One way to be gay is to continually encounter guys you think are cute but that’s not a guarantee. Another way to be gay is to fall in love with a guy and want to be with him all the time but that’s not a guarantee. Another way to be gay is to want to kiss, cuddle and have sex with guys and spend a considerable amount of time trying to achieve that goal. Alternatively, you could hang out with a group of gay friends and suddenly think: “Holy fuck, I feel exactly in the right place right now!” I am sorry but the simple act of fantasizing about getting a blowjob from a guy doesn’t make you gay or even bi. In order to know who you are, and you are at the exact time in your life where these questions pop up and cause anxiety, you have to explore a social life where you get to meet a lot of people and develop friendships. Try to get to know people as individuals outside of the possibility of them being potential sex partners. You can connect with these people through shared interests, clubs, meetups, etc…

It is not a good idea to seek out sexual or life partners while you are depressed. Attack the source of your depression and anxiety which is likely the regular consumption of pornography. It will cost you nothing to test out this solution with 1 month of mindful living. There might be something that triggers the need to go and watch porn, often it is simply boredom. First, take the porn off the easily accessible devices like your cell phone!
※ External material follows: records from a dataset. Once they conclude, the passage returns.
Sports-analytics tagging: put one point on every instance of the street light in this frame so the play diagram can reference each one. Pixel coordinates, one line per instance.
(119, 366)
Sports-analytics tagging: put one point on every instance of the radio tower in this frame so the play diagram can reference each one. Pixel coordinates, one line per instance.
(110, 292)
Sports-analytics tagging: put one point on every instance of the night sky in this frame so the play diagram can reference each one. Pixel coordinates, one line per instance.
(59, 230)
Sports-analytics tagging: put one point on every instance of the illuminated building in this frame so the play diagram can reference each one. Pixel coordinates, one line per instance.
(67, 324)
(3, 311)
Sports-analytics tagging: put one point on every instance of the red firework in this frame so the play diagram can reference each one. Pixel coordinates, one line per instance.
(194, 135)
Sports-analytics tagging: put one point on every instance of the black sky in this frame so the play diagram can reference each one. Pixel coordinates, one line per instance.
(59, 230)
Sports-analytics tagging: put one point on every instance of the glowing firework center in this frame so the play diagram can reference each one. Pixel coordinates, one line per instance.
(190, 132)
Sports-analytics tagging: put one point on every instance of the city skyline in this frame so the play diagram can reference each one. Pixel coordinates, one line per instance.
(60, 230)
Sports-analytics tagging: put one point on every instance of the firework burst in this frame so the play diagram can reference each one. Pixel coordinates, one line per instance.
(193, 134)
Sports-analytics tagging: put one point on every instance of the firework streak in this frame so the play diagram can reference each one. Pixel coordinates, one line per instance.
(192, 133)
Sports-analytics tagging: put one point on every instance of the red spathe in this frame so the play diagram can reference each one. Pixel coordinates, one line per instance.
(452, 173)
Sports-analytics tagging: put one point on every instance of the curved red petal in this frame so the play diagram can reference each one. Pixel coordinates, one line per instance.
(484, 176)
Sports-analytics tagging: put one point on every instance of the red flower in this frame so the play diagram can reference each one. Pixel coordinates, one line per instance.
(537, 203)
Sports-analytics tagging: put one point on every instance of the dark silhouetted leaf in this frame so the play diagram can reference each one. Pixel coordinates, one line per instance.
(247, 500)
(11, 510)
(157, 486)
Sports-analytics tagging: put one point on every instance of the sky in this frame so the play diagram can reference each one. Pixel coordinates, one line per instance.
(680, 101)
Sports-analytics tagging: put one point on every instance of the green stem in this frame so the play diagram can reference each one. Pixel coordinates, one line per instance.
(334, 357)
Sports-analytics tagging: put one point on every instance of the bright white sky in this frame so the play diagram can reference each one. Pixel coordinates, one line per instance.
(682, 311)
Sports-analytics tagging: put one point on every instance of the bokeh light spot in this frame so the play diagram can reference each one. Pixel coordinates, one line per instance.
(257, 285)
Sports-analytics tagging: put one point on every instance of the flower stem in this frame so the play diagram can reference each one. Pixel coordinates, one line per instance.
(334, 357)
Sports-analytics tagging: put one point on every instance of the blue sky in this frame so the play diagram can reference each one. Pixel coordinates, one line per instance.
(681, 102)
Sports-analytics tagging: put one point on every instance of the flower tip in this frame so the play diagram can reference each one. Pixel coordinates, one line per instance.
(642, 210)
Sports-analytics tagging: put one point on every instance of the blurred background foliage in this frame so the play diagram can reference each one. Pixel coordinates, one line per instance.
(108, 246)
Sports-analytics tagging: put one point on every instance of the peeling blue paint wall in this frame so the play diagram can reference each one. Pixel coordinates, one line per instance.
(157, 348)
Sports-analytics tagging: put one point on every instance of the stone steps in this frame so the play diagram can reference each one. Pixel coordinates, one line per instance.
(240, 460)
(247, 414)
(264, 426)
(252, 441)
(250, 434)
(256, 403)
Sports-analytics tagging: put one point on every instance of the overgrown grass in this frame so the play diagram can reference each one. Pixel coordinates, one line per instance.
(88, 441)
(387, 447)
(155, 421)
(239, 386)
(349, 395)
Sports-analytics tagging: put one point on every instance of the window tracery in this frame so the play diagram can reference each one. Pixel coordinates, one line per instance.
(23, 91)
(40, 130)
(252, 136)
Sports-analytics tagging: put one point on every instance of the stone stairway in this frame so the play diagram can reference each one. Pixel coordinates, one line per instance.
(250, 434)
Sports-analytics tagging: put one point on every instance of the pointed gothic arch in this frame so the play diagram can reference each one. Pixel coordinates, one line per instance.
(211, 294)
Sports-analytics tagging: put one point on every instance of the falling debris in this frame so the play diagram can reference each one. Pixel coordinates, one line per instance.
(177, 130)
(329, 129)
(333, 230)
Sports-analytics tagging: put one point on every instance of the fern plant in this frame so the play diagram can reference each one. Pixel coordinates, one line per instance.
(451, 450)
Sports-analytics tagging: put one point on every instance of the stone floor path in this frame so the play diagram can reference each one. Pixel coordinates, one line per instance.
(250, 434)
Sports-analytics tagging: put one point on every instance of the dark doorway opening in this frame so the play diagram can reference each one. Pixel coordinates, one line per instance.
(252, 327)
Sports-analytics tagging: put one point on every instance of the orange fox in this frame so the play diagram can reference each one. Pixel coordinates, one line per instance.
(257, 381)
One way to counteract boredom is to accomplishing something you have wanted to do for a while. Pick something that needs to be done in many steps so that whenever boredom strikes you can cross off another task on the list. This will lower your anxiety and perhaps get rid of your depression.

I was quite happy to find a support thread on the postmasculine forum called the No-More_porn Thread. Postmasculine is a very straight blog but the support thread probably contains descriptions of life situations that match yours. It also contains several descriptions of the actual benefits enjoyed by those who are taking part in the challenge which include increased libido, decreased anxiety and increased intimacy.

If after a month you still feel awful and conflicted, seek out a counselor who can provide help on a regular basis or suggest a support group. If you seek out a professional, take time finding one who is LGBT or alt friendly.